Perspectives économiques en Guinée-Bissau

  • Malgré un taux de croissance de 4.8 % estimé en 2015 et des projections à 5.7 % en 2016 et 6.2 % en 2017, les perspectives demeurent fragiles car fortement dépendantes du climat sociopolitique, de la performance du secteur de la noix de cajou et de la continuité des réformes.
  • Les réformes ont connu des avancées notables grâce à une meilleure prise en compte des priorités de développement du pays. Cependant, la capacité de l’État à poursuivre et renforcer sa gestion des finances publiques sera déterminante pour un redressement à moyen terme.
  • La ville de Bissau est le pôle d’attraction économique principal du pays. Toutefois, dans la perspective d’une croissance inclusive, les politiques publiques se doivent de dynamiser les villes secondaires et œuvrer pour le développement économique et social des campagnes.

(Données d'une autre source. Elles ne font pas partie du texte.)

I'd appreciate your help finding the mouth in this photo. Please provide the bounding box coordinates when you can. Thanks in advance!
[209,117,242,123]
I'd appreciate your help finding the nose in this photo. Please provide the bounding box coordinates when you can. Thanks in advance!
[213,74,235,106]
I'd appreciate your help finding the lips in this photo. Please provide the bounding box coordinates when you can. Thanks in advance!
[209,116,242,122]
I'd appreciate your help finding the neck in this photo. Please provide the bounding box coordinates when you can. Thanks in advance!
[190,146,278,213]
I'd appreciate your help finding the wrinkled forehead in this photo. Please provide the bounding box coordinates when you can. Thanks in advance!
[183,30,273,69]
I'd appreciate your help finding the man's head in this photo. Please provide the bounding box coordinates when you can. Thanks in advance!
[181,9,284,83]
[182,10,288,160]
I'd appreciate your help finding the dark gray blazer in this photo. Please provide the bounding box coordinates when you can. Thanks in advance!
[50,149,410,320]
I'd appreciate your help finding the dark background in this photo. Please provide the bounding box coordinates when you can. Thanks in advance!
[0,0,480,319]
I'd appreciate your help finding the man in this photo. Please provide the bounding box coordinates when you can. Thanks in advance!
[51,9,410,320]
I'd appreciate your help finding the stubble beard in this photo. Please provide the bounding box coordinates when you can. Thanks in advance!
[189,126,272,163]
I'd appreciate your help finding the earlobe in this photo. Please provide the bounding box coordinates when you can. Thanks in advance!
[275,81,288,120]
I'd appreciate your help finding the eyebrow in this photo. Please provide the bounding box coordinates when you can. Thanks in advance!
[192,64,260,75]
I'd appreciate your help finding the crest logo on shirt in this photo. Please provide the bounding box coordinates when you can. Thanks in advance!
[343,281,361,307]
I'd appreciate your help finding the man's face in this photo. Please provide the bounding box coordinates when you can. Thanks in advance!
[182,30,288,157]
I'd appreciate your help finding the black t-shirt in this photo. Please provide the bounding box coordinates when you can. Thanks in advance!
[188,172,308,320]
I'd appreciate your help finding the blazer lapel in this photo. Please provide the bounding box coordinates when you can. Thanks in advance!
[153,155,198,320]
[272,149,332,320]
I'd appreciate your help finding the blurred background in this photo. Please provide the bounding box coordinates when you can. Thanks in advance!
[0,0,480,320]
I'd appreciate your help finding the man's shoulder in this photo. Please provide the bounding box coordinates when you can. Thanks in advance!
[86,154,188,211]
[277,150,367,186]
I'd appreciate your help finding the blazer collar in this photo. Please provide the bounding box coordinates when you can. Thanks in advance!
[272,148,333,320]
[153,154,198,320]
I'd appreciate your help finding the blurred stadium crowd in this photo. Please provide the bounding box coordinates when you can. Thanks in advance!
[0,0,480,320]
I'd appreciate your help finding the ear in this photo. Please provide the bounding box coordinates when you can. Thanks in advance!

Le retour à l’ordre constitutionnel en 2014 permet à la Guinée-Bissau d’améliorer sa situation socio- économique et de reprendre le chemin de la croissance. Après trois années de marasme dû au coup d’État de 2012, le pays retrouve un taux de croissance important, à 4.8 % en 2015. Il n’était que de 0.8 % en 2013 et s’est établi à 2.7 % en 2014. La reprise économique est portée par une bonne campagne de commercialisation de la noix de cajou et par une récolte agricole vivrière en nette augmentation, mais aussi par le regain de confiance du secteur privé, la reprise des réformes du secteur public (notamment l’assainissement des finances publiques) et le retour des bailleurs de fonds, comme l’illustre le succès de la table ronde des partenaires tenue à Bruxelles en mars 2015. Cependant, l’année 2015 a aussi connu des soubresauts politiques pouvant mettre à mal la croissance projetée et la viabilité des réformes en cours. La situation politique, ainsi que les aléas climatiques pouvant peser sur le secteur primaire, constituent les principaux risques pour la croissance à court terme. En supposant la résolution des tensions politiques actuelles, une pluviométrie similaire à 2015 et le maintien du cap des réformes engagées, la croissance est estimée à 5.7 % en 2016 et à 6.2 % en 2017.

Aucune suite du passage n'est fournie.